The 2020 pres­i­den­tial con­test presents anoth­er high volt­age Skin­ner Box. Trump says Biden is a crook who’s lost his mar­bles. Biden says Trump is a crook who nev­er had any mar­bles in the first place. The way things have gone so far in 2020, they’re both prob­a­bly right.

Bel­li­cose Brad

Mean­while, Brad Sher­man is coast­ing to reelec­tion in my dis­trict for his thir­teenth term. I’ve vot­ed against Bel­li­cose Brad four times since he beat up on old Howard. I’m vot­ing against him again this time but it won’t do any good. He seems des­tined to be my rep­re­sen­ta­tive in Wash­ing­ton until one of us dies. Noth­ing per­son­al, but I hope he kicks the buck­et first.

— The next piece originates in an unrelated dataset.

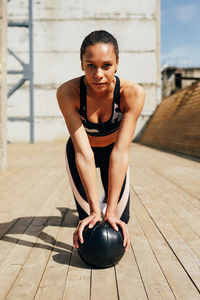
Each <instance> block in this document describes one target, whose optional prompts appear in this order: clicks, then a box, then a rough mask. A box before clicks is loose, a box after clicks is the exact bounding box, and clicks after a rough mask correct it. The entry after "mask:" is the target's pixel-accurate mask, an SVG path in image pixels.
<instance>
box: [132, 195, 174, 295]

This morn­ing I marked, sealed, and signed my bal­lot, drove to the Cal­abasas City Hall drop box, looked around furtive­ly for arson­ists lurk­ing in the weeds, then shoved my vote through the slot.

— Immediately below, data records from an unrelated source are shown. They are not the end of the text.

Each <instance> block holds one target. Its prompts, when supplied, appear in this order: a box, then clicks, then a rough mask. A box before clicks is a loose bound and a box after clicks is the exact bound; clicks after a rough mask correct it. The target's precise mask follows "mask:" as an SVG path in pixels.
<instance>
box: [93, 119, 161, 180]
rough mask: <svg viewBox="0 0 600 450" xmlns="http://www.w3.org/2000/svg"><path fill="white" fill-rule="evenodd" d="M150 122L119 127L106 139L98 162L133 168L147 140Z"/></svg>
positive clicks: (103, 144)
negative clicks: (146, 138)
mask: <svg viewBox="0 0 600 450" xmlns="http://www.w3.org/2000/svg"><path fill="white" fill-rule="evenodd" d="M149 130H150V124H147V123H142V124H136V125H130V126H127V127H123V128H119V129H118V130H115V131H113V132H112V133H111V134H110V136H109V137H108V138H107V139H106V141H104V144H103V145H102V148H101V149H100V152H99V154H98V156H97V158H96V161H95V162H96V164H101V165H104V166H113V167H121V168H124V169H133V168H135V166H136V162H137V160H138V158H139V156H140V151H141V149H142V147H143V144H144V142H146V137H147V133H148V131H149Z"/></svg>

I haven’t thrown up yet, but it’s not over. With the uncer­tain­ties of the process and both pres­i­den­tial cam­paigns gear­ing up for legal chal­lenges, I’ll be chug­ging Pep­to Bis­mol all the way to Inau­gu­ra­tion Day.

 

Post­script: Appar­ent­ly, I’m not alone. The Amer­i­can Psy­cho­log­i­cal Asso­ci­a­tion report­ed last week that 68% of Amer­i­can adults cur­rent­ly suf­fer from Elec­tion Stress Dis­or­der. Symp­toms include loss of sleep, sud­den irri­tabil­i­ty, and, of course, an upset stomach.